Top Ten Tuesday – New to me authors I read in 2020.

Top Ten Tuesday was created by The Broke and the Bookish in June of 2010 and was moved to That Artsy Reader Girl in January of 2018. It was born of a love of lists, a love of books, and a desire to bring bookish friends together.

This weeks topic was New-to-Me Authors I Read in 2020, I wasn’t sure whether I’d read 10 new authors last year but when I looked on Goodreads, I realised that I had actually read 18 new authors. Here are ten of them.

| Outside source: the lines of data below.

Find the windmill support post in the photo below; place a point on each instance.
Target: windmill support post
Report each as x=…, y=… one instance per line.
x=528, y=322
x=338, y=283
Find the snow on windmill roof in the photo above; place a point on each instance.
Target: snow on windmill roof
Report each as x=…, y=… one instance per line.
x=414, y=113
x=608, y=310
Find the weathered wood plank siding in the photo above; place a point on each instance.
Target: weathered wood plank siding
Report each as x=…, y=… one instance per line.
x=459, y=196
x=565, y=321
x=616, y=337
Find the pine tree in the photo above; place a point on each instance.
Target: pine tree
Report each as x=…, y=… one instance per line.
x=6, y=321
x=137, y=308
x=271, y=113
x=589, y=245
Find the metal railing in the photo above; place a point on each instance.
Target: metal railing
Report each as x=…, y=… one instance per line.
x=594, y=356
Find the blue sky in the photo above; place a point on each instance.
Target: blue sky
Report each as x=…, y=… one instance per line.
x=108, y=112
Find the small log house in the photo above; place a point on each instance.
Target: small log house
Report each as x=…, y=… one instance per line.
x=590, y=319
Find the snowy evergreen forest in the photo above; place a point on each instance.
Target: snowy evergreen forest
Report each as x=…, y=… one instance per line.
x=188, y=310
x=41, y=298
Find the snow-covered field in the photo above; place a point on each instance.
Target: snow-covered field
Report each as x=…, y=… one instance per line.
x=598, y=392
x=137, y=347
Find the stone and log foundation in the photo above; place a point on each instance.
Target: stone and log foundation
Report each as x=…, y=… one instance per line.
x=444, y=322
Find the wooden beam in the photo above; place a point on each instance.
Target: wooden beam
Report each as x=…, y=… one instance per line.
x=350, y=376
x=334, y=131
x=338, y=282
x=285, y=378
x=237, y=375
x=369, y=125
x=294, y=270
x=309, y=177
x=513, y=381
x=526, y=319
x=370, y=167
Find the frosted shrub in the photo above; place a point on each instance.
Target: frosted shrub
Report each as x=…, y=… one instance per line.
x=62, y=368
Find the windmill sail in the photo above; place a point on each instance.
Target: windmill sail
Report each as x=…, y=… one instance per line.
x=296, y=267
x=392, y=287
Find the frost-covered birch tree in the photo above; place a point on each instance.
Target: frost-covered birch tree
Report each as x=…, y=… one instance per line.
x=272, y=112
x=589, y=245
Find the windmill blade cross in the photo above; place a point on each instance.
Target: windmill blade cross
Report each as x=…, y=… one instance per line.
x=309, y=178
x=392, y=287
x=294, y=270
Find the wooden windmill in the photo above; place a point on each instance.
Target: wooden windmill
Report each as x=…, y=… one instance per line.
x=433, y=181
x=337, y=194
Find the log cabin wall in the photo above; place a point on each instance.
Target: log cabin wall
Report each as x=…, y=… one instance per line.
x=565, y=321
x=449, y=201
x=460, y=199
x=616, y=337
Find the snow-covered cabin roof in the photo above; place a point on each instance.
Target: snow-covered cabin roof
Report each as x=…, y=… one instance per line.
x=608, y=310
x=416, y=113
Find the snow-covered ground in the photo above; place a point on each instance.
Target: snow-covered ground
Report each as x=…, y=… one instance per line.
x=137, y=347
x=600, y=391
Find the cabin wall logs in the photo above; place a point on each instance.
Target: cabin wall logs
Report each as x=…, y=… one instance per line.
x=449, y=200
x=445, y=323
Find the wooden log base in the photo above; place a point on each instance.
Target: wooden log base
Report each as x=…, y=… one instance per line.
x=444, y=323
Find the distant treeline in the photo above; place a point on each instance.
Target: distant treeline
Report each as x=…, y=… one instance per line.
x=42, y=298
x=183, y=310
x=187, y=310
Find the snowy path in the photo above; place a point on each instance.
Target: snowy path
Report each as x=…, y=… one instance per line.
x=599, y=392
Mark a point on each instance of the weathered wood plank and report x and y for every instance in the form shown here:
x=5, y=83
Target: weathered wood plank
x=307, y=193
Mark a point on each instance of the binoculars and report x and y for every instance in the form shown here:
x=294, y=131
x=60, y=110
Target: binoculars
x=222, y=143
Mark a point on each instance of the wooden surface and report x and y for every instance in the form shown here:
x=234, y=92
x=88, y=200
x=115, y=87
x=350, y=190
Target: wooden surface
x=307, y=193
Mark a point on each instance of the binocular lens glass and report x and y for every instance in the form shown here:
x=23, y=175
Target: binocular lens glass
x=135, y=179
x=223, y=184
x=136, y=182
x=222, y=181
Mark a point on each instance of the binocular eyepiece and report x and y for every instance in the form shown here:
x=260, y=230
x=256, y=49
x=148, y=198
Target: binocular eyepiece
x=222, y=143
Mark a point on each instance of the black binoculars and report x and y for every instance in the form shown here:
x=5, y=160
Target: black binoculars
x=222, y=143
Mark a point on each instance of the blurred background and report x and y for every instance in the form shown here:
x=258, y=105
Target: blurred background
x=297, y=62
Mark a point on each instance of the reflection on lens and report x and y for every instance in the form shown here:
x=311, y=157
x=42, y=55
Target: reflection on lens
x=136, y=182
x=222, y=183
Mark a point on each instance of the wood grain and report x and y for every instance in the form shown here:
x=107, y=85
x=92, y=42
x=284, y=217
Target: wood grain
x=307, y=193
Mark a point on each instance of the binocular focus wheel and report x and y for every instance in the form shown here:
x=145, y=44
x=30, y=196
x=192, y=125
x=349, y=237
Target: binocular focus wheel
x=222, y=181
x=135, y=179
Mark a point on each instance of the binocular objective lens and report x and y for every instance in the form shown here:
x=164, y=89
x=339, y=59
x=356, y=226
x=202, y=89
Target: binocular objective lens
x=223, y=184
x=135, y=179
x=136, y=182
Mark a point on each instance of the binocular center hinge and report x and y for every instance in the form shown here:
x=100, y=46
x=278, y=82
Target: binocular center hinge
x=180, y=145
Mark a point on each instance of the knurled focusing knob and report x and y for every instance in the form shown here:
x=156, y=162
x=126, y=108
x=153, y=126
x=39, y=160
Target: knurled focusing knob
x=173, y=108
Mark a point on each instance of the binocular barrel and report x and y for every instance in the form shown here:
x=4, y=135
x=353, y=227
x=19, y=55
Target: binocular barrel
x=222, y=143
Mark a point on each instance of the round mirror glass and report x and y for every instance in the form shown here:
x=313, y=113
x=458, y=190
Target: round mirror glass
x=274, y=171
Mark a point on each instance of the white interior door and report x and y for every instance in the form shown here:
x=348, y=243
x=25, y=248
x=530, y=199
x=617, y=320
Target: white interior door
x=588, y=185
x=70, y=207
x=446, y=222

  1. The Book of Evidence – John Banville – This has been on my long list of things I’d like to read for a long time. it sounded exactly like the sort of thing I like to read. Criminal, not particularly likeable narrator, murder of a completely innocent person – it sounded ideal. However, this did not live up to my expectations or all the praise heaped on it. Disappointing.
  2. Queenie – Candice Carty-Williams – I saw this on a BBC programme The Novels that Shaped Our World and it sounded interesting. And it was, in terms of race and how black women are treated, but I did find the narrator’s voice a little irritating. I’m too old now to be able to relate to the issues facing twenty somethings.
  3. Faggots – Larry Kramer – This has been on the TBR for a long time. It describes the lives of gay men in the seventies before the AIDS crisis. Although the novel is about the search for love, there is definitely a lot of sex and bondage. Definitely not for the faint hearted.
  4. A Wizard of Earthsea – Ursula Le Guin – Le Guin is another author I’ve been meaning to read for a while but on the basis of this I’m not sure I’ll read any others. This was well written but I didn’t really take to the main character or his quest. Not enough tension for me.
  5. Lolita – Vladimir Nabokov – This was a strange read. Humbert was a unpleasant and irritating narrator always justifying his heinous behaviour. It was interesting and clever rather than enjoyable.
  6. Born a Crime – Trevor Noah – This was an excellent read about Noah growing up in South Africa where his birth is considered a crime as the relationship between his white, Swiss father and his black mother is punishable by five years in jail.
  7. The Hand That First Held Mine – Maggie O’Farrell – O’Farrell creates two very different timelines in this novel and at first they seem to have very little in common. There is Lexi, living in post-war Soho, having left the suffocating morality of her parents house and Elina, and her husband, Ted live in present day London with their new child. As the novel progresses, Ted starts to remember long forgotten events and it becomes clear that there are more links between him and Lexie than were first apparent.
  8. Normal People – Sally Rooney – I decided to read this before the TV programme last year and I can’t say I understand why it has been quite so popular. It’s not badly written but it left me a bit cold.
  9. Contact – Carl Sagan – This was an interesting read because it was such an unusual angle on the subject. As this was written by a scientist, it was a very calm, sensible read with much close detail. A little lacking in emotion maybe but generally enjoyable.
  10. Miss Chopstick – Xinran – I needed to read a author starting with X for last year’s reading challenge. This detailed the lives of three sisters who move to Nanjing at the turn of the 21st century. An interesting look at recent history.